In my guiding example, the haunting experience in Vertigo, the intimation of an inevitability plays a significant role. In the first half of the film, we get a feeling of a relentless drive towards the death of (who we think is) Madeleine Elster. Of course we learn later in the movie that, in one sense, this is in fact what was happening: there had been a sinister plan behind that death (namely, Gavin Elster’s murder plot). But even before we know all this, we get a sense of “where this is going”, and that sense comes from the manipulation of our/Scottie’s expectations. A notion gradually builds up that Madeleine is possessed, and under that possession driven towards suicide, against her own will, so to speak (which is precisely what we mean by “possession”: a psychological drive the subject themselves does not quite understand and/or voluntarily control). Moreover, in the second half of the film, we again get the sense that the plot is moving inevitably towards a fatal conclusion, this time driven by Scottie’s obsession, which parallels Madeleine’s possession and follows a script we can easily recognize as a retracing of the first half.

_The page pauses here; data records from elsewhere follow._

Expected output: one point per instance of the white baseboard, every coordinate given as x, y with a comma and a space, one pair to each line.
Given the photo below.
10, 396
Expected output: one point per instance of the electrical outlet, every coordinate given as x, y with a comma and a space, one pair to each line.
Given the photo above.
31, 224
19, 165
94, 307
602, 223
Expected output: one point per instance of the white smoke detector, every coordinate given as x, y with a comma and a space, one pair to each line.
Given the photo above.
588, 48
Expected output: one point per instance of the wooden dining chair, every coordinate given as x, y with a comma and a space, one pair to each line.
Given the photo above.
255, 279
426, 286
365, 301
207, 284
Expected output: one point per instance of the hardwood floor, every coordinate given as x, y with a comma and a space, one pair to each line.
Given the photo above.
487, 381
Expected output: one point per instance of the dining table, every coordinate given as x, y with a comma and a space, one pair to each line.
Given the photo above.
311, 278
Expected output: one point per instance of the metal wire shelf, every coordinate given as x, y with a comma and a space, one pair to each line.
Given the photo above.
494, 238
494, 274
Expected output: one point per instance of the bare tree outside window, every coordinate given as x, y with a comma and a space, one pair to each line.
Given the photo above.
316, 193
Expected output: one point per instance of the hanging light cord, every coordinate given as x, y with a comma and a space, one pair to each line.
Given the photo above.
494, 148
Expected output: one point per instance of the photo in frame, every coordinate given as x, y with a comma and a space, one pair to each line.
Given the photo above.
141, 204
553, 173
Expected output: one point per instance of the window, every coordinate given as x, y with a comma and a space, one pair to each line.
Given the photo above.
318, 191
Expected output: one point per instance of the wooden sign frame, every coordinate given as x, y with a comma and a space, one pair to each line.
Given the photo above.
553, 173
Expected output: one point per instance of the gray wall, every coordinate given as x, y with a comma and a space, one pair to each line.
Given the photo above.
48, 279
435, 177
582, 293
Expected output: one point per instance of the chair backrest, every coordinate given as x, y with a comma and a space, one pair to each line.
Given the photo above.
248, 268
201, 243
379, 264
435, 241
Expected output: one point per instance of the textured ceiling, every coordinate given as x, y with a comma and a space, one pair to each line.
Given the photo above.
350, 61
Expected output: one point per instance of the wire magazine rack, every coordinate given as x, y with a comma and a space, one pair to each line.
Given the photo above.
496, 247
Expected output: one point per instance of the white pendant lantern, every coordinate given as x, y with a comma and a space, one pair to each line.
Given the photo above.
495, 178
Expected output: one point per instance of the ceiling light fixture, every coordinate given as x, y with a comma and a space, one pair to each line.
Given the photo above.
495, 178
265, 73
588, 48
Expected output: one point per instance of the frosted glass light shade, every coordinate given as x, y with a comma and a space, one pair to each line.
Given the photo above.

That sense of an inevitability does not follow, however, from the mere fact that we have a recurring psychological pattern (there are patterns which do not involve the intimation of an inevitability), nor even that it is a pattern to do with death. Ergo, I should have held back about it, in my recent post, which focused on these two notions. But let us explore the theme now.

1. The intimation of an inevitability is created by a familiar narrative design. Here is a concise example, by Somerset Maugham, widely known as the “appointment in Samarra” fable (it comes actually from his play Sheppey).

[Death is speaking:] There was a merchant in Baghdad who sent his servant to market to buy provisions and in a little while the servant came back, white and trembling, and said, Master, just now when I was in the marketplace I was jostled by a woman in the crowd and when I turned I saw it was Death that jostled me. She looked at me and made a threatening gesture; now, lend me your horse, and I will ride away from this city and avoid my fate. I will go to Samarra and there Death will not find me. The merchant lent him his horse, and the servant mounted it, and he dug his spurs in its flanks and as fast as the horse could gallop he went. Then the merchant went down to the market-place and he saw me standing in the crowd and he came to me and said, Why did you make a threatening gesture to my servant when you saw him this morning? That was not a threatening gesture, I said, it was only a start of surprise. I was astonished to see him in Baghdad, for I had an appointment with him tonight in Samarra.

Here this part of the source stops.